Os dias são outonos: choram...choram... Há crisântemos roxos que descoram... Há murmúrios dolentes de segredos... Invoco o nosso sonho! Estendo os braços! E ele é, o meu amor, pelos espaços, Fumo leve que foge entre os meus dedos!

-Florbela Espanca-

domingo, 27 de abril de 2014

Sobre os loucos e melancólicos

Porque a melancolia não pode ser um tipo comum de personalidade?
Como num partido político se diria — Fulano é melancólico!
Quando passasse com seu carro tunado tocando Coldplay.
Luta-se pela liberdade dos shorts curtos...
Eu gostaria de usar minhas bermudas sem que me julgassem lésbica,
Eu gostaria de passar dias sem pentear o cabelo sem que me julgassem louca,
Os saltos doem os pés, não importa se é usaflex, eu tenho alma!
Empregaríamos os psicólogos em uma causa mais necessária,
Tratariam eles de colocar contenções nos prédios,
Dar carne fresca aos leões do circo, e a gente ri? E alguém se importa?
Eu faria você engolir sua bituca de cigarro se eu pudesse...
Mas quem seria a louca? Mas eu vi o peixe morto que não tinha nada a ver com sua carniça,
A loucura chega, insiste em me levar pra passear... —Vamos pra terra do nunca?
Porque nunca chegamos lá?


quarta-feira, 23 de abril de 2014

Oráculo

Fique longe das sementes de teus damascos frescos
Menina das tranças rosadas, vestidos azul bordado,
E das sapatilhas feias!

Elas já a matariam por não lhes passar a garganta...
Não envergonhe-te das sapatilhas sujas da tua terra,
Mas elas são tão feias!

Me diga, — Quem está apertando mais teu coração?
A tua miséria ou as sapatilhas feias?
Naturalmente uma não é consequência da outra...

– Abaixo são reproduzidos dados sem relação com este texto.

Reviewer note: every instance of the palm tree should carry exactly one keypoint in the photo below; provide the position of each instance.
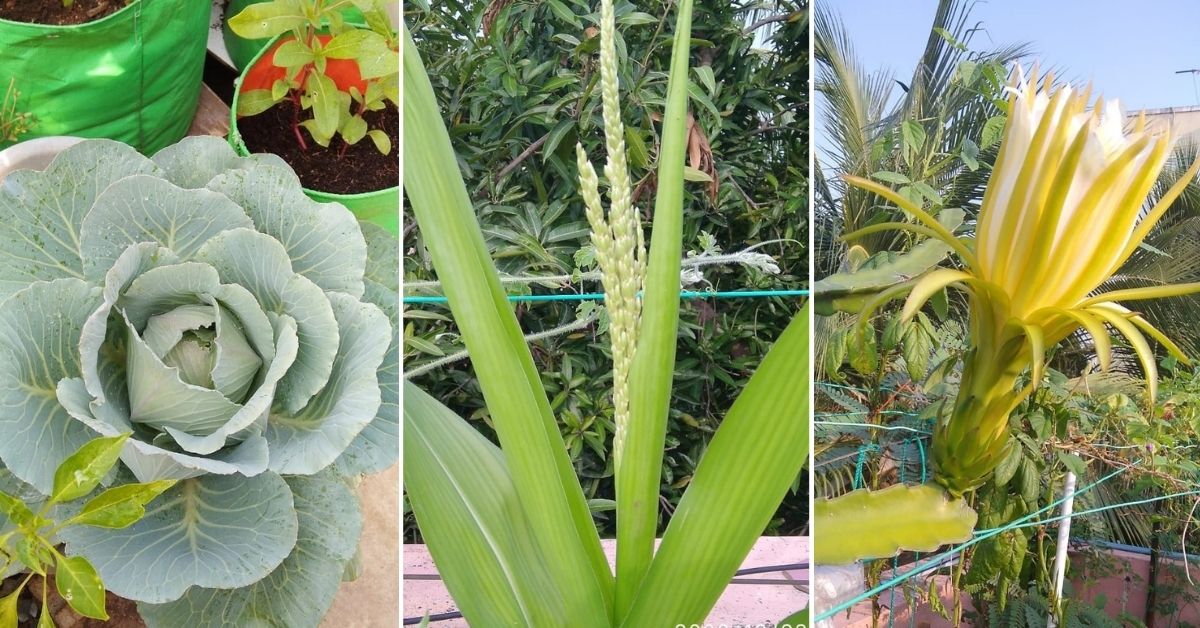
(949, 100)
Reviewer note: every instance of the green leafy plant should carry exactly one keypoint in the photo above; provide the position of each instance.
(516, 100)
(239, 332)
(510, 531)
(13, 123)
(28, 538)
(318, 37)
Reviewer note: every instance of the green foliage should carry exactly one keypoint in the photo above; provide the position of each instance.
(719, 516)
(516, 84)
(305, 57)
(29, 540)
(13, 123)
(880, 524)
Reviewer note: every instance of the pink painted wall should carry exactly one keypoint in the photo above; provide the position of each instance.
(1122, 580)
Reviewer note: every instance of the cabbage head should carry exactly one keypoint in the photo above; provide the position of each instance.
(244, 334)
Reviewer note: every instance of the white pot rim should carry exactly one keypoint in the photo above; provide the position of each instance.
(34, 154)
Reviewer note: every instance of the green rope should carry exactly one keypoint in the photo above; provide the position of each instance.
(599, 295)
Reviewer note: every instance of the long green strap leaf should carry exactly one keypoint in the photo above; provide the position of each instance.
(639, 478)
(533, 447)
(471, 518)
(749, 466)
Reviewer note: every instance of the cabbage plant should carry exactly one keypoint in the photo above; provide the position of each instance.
(239, 332)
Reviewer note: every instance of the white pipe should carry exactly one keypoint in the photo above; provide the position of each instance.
(1060, 560)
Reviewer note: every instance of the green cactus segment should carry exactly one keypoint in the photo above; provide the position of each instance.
(881, 524)
(846, 292)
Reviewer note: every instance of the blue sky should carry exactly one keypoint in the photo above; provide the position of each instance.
(1129, 49)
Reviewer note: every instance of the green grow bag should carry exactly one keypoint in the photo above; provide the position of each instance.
(381, 207)
(243, 51)
(133, 76)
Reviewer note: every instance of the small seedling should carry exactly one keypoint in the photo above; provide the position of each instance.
(28, 538)
(319, 34)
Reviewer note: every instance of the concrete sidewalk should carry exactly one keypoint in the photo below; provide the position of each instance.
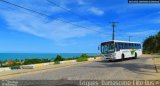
(13, 73)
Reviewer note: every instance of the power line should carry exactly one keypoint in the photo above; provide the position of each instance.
(42, 14)
(84, 18)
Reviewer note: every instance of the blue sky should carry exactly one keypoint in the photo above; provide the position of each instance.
(25, 32)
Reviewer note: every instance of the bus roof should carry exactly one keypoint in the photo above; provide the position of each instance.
(122, 41)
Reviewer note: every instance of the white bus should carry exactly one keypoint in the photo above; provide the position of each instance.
(114, 50)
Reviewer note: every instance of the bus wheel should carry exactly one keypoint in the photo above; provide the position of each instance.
(122, 57)
(135, 56)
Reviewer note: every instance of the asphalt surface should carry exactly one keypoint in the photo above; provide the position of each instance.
(132, 69)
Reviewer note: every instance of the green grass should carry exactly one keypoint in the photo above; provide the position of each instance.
(57, 62)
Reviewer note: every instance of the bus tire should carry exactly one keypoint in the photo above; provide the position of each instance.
(135, 56)
(122, 57)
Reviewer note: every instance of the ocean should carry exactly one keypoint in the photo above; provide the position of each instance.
(22, 56)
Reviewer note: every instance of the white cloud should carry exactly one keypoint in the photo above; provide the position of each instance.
(96, 11)
(147, 32)
(81, 2)
(36, 25)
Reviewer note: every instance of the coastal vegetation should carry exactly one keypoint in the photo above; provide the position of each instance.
(15, 64)
(151, 44)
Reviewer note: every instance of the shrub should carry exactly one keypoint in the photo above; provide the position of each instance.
(59, 58)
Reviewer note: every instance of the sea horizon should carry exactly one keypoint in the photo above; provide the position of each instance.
(22, 56)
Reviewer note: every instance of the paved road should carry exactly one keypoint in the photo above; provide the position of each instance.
(125, 70)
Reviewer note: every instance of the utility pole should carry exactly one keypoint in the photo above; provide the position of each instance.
(113, 31)
(130, 38)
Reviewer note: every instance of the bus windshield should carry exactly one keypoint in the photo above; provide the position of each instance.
(107, 48)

Me diga — Que fada anda apertando a barriga do teu bicho?
Não há nada pra temer, a não ser que você os deixem dizerem;
- Pobrezinha, mas que sapatilhas feias!

Fique longe ainda das sementes de olho-de-cabra
Embora essas possam passar em tua garganta estreita,
Passe-a como colar, e ofusque as sapatilhas feias...

O céu a noite toda se pinta e se repinta e pode mudar...
Veja tuas sardas no espelho como constelações,
Veja só, tens pés bonitos.




quinta-feira, 10 de abril de 2014

Bordog

Óia, é bordog memo!
Disse o pedreiro, o padeiro e o lixeiro...
E onde foi tirou um sorriso,
E tentou cruzar com uma perna.
Nó beijamos seu focinho captonê
Noite e dia,
Seco ou molhado.




quarta-feira, 2 de abril de 2014

Canção a Gal

O meu café doce e gelado, porque fervendo é veneno,
O meu rosto colado no que eu só chamo de meu amor (só eu)
Pintando retratos no escuro — O cego que pode ver!
Me refaça o contrato, pra eu não lhe perder

Por acaso sou só minha, só minha, sominha
Por acaso sou sozinha, sozinha, sozinha.

Evitando os espaços, os espasmos, a luz,
Recompondo os pedaços, enlitrando o sangue de Jesus,
Dirigindo o fracasso antes de bebe,
Me refaça o contrato, pra eu não lhe perder

Por acaso sou só minha, só minha, sominha
Por acaso sou sozinha, sozinha, sozinha.